Port was given a whole life order for the murders of Anthony Walgate, 23, Gabriel Kovari, 22, Daniel Whitworth, 21, and Jack Taylor, 25.

The crimes occured between June 2014 and September 2015, with Port, now 46, sentenced at the Old Bailey in October 2016.

Inspector Jason O’Donohue was acting as duty inspector when Taylor’s body was found in a church graveyard by a park warden, apparently from a drug overdose.

However, he was unaware that the site was just seconds away from where Kovari and Whitworth bodies had been discovered a year earlier despite being at the scene with two detectives who had been involved in both prior cases.

Neither Yinka Ademayo-Phillips not Peter Sweetman told O’Donohue that the deaths all involved young men, found in close proximity, with drug paraphernalia present, and their mobile phones missing.

O’Donohue declared Taylor’s death unexplained but non-suspicious, and it was not until a month later that all four deaths were linked to Port when a police officer working on Walgate’s case came across a CCTV still of Taylor and Port together the night before he died.

The information came to light whilst O’Donohue gave evidence at Barking Town Hall during an inquest into the deaths of all four victims, and the police handling of the cases.

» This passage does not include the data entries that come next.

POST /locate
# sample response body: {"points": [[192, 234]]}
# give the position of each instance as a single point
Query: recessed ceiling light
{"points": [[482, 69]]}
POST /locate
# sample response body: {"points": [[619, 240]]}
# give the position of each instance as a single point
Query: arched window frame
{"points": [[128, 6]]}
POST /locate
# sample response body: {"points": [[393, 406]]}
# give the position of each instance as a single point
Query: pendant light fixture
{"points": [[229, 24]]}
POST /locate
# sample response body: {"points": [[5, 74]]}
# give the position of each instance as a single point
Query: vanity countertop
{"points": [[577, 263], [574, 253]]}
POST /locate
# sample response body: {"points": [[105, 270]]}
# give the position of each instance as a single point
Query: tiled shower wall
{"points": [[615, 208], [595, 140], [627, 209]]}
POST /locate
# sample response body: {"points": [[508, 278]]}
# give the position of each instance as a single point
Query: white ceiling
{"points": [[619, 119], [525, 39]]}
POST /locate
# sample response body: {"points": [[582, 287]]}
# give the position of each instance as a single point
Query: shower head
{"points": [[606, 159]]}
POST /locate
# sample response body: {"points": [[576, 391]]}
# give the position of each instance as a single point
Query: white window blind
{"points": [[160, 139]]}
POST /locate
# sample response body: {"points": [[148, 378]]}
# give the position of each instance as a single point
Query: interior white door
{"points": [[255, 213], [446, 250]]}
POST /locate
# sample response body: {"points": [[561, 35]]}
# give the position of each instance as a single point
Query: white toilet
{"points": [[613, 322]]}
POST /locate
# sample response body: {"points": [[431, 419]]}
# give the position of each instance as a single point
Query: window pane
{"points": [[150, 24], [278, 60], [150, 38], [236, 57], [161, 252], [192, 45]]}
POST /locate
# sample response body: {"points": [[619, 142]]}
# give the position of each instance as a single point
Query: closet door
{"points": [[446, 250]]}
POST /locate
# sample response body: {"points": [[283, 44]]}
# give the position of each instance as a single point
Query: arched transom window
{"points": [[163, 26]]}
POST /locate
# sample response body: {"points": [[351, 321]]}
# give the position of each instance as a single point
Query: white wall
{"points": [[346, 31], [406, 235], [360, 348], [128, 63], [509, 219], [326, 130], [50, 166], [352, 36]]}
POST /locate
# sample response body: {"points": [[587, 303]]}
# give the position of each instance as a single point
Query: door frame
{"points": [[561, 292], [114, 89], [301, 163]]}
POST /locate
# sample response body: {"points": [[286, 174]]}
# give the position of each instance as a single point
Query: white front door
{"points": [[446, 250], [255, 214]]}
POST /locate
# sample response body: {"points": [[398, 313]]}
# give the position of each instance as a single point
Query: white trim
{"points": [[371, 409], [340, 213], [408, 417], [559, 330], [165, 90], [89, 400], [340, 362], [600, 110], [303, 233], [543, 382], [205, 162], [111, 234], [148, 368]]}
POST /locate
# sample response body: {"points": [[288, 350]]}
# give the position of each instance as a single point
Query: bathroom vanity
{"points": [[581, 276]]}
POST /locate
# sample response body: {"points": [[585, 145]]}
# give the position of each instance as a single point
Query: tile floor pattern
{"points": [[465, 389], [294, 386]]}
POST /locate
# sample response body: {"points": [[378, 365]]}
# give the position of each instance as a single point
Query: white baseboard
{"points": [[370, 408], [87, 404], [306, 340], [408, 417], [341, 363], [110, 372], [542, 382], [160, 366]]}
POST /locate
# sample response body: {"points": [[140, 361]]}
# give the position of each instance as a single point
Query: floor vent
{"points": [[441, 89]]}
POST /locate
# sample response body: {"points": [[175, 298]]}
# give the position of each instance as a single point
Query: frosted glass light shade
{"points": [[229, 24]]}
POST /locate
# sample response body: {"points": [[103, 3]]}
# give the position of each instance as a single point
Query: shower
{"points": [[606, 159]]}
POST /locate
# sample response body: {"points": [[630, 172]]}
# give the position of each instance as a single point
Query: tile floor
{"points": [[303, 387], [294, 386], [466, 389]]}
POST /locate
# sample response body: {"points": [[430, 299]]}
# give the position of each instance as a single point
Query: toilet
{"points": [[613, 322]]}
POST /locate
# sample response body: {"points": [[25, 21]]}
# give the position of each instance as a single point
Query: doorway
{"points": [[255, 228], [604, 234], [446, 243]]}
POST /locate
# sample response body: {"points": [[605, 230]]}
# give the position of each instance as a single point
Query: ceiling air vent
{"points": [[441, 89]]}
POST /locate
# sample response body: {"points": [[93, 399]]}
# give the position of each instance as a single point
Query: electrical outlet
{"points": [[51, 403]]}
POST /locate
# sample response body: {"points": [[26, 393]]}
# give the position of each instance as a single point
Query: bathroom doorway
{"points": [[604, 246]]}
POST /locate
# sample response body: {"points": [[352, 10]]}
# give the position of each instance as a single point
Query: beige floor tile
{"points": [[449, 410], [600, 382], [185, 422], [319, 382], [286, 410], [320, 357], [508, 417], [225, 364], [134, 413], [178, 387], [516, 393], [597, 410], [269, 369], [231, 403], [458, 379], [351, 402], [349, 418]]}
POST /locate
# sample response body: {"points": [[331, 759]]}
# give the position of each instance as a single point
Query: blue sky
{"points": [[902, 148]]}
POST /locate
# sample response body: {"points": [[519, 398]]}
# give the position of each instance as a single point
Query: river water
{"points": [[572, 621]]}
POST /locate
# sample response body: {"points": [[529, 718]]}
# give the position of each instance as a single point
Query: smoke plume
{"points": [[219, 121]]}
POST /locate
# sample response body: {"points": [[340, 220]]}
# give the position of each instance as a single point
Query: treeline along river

He said his decision-making during the investigation into Taylor’s death “might have been” different had he been aware of the striking similarities between the cases.

He said he had no idea the bodies of Kovari and Whitworth had been found so close to Taylor’s until Port went on trial for murder.

He added: “I was absolutely flabbergasted.”

Inquest jurors heard Taylor’s family were upset about a lack of information from police on the investigation, with it being 10 days after they were first told of his death that Pc Jon Taylor, a parks officer who was first on scene, went to see the family.

The police constable – who had no prior experience on investigatory work – then began contacting those who last saw Taylor alive, leading him to look for CCTV in Barking train station which showed he met an unidentified tall man, later identified as Port.

Port had met his victims on dating sites, including Grindr, where he constructed fake bios on the platforms.

He then coaxed them to his home in Barking before giving them fatal doses of drugs, raping and murdering them.